One enemy at a time, I told myself firmly, squelching panic as far down as I could. This was a chance, possibly my only chance, to send our unwelcome visitor back to Underhill.
Kelly and Luke pulled Ben up to his knees so he was looking at me. Adam kept hold of the chain.
“Mercy,” Ben croaked, his eyes terrified. Because he’d known all along what I’d just understood. It hadn’t been the smoke weaver kicking the bejeebers out of Adam’s SUV. It had been Ben, desperate to convey the information we all equally desperately needed.
“I know,” I said. “I just figured it out.”
Adam frowned at me and I shook my head. It didn’t matter because there was nothing to be done until this was finished.
“We’re here now, Ben. Now we have to do it this way or it will be an even bigger disaster.”
“Okay,” he said. “Hurry.”
“Smoke weaver,” I said. “I have a bargain.”
Bargains, properly made, Ariana’s e-mail had read, are complicated things.
“Bargains must be made,” he said. His voice was Ben’s, but it was not Ben.
“If you come here, in your own—”
“Blood and bone,” supplied Aiden.
“Blood and bone,” I said, trusting him. “You may bite me once to test your power against mine. You in your most powerful form.”
I was guessing that this was a factor. What bit Stefan had been much bigger than the rabbit who bit Ben. If the rabbit had been enough, why would the weaver trade up to bite Stefan at nearly the same time and place? Stefan was a very old vampire and a power in his
own right among his kind. Ben might be a beloved member of our pack, but his actual age was very close to my own, and he was pretty far down the pack structure in power. Stefan was much tougher prey than Ben.
“If I win?”
“Then I am yours,” I told him.
He snorted. “What then the incentive? I could come upon you when you least expect it and have the same result.”
Could he? I wondered. Why hadn’t he, then? But it is important when dealing with immortal creatures to not allow them to distract you from your goal.
“Ask me what happens should you lose,” I told the smoke weaver.
“What happens if I lose?” he asked.
“Because I have defeated your magic once before,” I said, “it is only fair that I should pay you a penalty for the opportunity to make a bargain where the odds are not in your favor.”
Above all else, a proper bargain is balanced. I hoped that I had judged it correctly.
“Yes,” he said.
“What would you?” I asked.
“Answer three questions,” he said.
I pretended to consider it.
“I will answer one question because you come here where I am,” I told him. “I will tell you one true thing because I have already withstood your bite once.”
He stared at me. “Why do you bargain?”
“Fair question,” Aiden said.
“It is important to know if your bite at fullest power will affect me—or else I will always be worried that you will sneak up behind me in the dark.” True—but not the answer to his question.
Flattered, he smiled.
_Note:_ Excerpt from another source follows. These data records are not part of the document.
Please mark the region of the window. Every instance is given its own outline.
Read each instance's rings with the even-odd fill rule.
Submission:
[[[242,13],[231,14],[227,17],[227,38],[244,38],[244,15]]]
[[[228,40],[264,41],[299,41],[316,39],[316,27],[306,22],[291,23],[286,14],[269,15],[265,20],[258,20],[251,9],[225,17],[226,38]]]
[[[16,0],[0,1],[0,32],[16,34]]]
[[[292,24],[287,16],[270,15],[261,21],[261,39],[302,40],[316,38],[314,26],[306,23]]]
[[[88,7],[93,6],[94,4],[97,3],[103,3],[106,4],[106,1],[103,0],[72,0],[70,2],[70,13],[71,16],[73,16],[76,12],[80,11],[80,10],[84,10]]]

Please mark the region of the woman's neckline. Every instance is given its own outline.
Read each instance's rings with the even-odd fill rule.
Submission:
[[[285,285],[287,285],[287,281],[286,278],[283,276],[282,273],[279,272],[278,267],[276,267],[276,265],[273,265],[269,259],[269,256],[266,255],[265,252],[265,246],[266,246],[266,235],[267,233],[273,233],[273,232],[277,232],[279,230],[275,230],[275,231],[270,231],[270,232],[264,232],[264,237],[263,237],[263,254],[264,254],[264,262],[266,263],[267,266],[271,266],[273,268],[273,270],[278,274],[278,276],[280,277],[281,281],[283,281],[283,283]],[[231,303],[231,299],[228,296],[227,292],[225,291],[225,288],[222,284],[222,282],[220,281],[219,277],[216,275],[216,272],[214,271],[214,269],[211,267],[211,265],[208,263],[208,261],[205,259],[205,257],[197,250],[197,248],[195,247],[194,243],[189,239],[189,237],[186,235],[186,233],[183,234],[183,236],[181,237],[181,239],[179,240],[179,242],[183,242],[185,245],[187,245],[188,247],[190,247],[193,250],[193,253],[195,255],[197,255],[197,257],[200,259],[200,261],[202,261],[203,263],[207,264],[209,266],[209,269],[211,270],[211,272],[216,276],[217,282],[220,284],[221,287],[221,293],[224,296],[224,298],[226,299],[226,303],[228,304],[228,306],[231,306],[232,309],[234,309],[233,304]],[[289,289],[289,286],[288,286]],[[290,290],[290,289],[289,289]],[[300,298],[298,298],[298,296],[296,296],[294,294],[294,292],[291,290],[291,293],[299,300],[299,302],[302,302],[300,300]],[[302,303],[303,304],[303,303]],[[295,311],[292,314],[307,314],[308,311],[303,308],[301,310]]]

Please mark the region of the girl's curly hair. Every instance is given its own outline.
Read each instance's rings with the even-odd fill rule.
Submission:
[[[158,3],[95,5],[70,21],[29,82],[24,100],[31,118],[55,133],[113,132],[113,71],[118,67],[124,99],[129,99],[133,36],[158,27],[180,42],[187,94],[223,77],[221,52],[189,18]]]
It was Ben’s face, but it was not Ben’s smile. “I come,” he said.
And then Ben went limp in Kelly’s and Luke’s arms, and he began, brokenly, to swear. He looked up at me once, and I shook my head. It would take too long to explain—and at this point there was no good to be had telling the others. The weaver knew that we’d left our vulnerable alone in our home with only one protector—because Ben knew we’d left our vulnerable alone in our home with only one protector. And what Ben knew, the weaver knew, and what the weaver knew—Fiona and her mate knew.
Joel was home. That would have to be enough.